Bonia Corporation Berhad - Annual Report 2016 - page 122

106
ANNUAL REPORT 2016
NOTES TOTHE FINANCIAL STATEMENTS
30 JUNE 2016
(Continued)
4.
SIGNIFICANT ACCOUNTING POLICIES (continued)
4.18 Foreign currencies (continued)
(b)
Foreign currency translations and balances
Transactions in foreign currencies are converted into functional currency at rates of exchange ruling at the transaction dates.
Monetary assets and liabilities in foreign currencies at the end of each reporting period are translated into functional currency
at rates of exchange ruling at that date. All exchange differences arising from the settlement of foreign currency transactions and
from the translation of foreign currency monetary assets and liabilities are included in profit or loss in the period in which they
arise. Non-monetary items initially denominated in foreign currencies, which are carried at historical cost are translated using
the historical rate as of the date of acquisition, and non-monetary items, which are carried at fair value are translated using the
exchange rate that existed when the values were determined for presentation currency purposes.
(c)
Foreign operations
Financial statements of foreign operations are translated at end of the reporting period exchange rates with respect to their assets
and liabilities, and at exchange rates at the dates of the transactions with respect to the statement of profit or loss and other
comprehensive income.

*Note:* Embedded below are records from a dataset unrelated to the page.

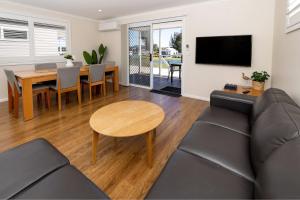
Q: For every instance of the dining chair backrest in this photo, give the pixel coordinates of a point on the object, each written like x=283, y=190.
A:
x=68, y=77
x=78, y=64
x=12, y=81
x=165, y=62
x=110, y=63
x=45, y=66
x=97, y=72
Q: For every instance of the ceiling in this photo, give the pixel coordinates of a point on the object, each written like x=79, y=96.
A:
x=110, y=8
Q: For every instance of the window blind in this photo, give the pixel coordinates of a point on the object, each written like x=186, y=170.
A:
x=293, y=15
x=49, y=39
x=14, y=38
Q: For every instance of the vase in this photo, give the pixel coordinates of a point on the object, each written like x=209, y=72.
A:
x=69, y=63
x=260, y=86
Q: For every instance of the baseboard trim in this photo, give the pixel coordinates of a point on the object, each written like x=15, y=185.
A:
x=196, y=97
x=3, y=100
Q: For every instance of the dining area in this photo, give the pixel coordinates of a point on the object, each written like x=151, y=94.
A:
x=48, y=79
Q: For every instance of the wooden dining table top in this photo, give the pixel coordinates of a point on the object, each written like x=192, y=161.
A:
x=25, y=74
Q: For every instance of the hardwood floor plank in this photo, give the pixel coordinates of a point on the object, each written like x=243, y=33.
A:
x=121, y=170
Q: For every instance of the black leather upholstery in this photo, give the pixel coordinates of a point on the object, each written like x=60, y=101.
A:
x=64, y=183
x=268, y=98
x=220, y=159
x=276, y=126
x=236, y=102
x=279, y=175
x=229, y=119
x=22, y=166
x=37, y=170
x=187, y=176
x=201, y=141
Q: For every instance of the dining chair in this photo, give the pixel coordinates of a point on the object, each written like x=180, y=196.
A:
x=96, y=77
x=45, y=66
x=68, y=80
x=109, y=76
x=78, y=64
x=15, y=91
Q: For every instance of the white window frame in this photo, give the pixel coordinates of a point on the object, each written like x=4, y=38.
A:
x=292, y=16
x=32, y=59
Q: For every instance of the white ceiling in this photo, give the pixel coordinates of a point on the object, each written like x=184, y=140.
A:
x=110, y=8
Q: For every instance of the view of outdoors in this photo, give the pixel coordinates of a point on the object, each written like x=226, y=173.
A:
x=167, y=48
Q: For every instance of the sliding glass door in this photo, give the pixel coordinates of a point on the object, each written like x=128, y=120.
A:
x=140, y=55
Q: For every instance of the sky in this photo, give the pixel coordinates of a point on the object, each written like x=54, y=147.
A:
x=165, y=36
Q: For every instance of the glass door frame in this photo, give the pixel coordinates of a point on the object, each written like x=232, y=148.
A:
x=160, y=46
x=136, y=25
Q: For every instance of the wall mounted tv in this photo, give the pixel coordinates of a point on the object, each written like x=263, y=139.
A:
x=224, y=50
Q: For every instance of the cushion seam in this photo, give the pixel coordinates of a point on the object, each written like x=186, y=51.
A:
x=225, y=127
x=274, y=150
x=218, y=164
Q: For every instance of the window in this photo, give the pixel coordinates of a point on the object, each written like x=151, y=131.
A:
x=14, y=38
x=49, y=39
x=293, y=15
x=25, y=39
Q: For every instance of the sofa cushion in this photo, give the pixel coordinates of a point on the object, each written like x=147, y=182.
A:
x=278, y=125
x=278, y=177
x=268, y=98
x=65, y=183
x=212, y=142
x=187, y=176
x=26, y=164
x=229, y=119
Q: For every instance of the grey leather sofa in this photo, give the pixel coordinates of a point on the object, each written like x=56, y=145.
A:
x=36, y=170
x=241, y=147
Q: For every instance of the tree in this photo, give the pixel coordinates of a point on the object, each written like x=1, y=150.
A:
x=176, y=42
x=155, y=48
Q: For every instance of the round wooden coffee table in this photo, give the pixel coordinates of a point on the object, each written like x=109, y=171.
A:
x=127, y=119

All resulting translation differences are recognised as a separate component of equity.
In the consolidated financial statements, exchange differences arising from the translation of net investment in foreign operations
are taken to equity. When a foreign operation is partially disposed of or sold, exchange differences that were recorded in equity
are recognised in profit or loss as part of the gain or loss on disposal.
Exchange differences arising on a monetary item that forms part of the net investment of the Company in a foreign operation
shall be recognised in profit or loss in the separate financial statements of the Company or the foreign operation, as appropriate.
In the consolidated financial statements, such exchange differences shall be recognised initially as a separate component of
equity and recognised in profit or loss upon disposal of the net investment.
Goodwill and fair value adjustments to the assets and liabilities arising from the acquisition of a foreign operation are treated
as assets and liabilities of the acquired entity and translated at the exchange rate ruling at the end of each reporting period.
4.19 Revenue recognition
Revenue is measured at the fair value of the consideration received or receivables, net of discounts and rebates.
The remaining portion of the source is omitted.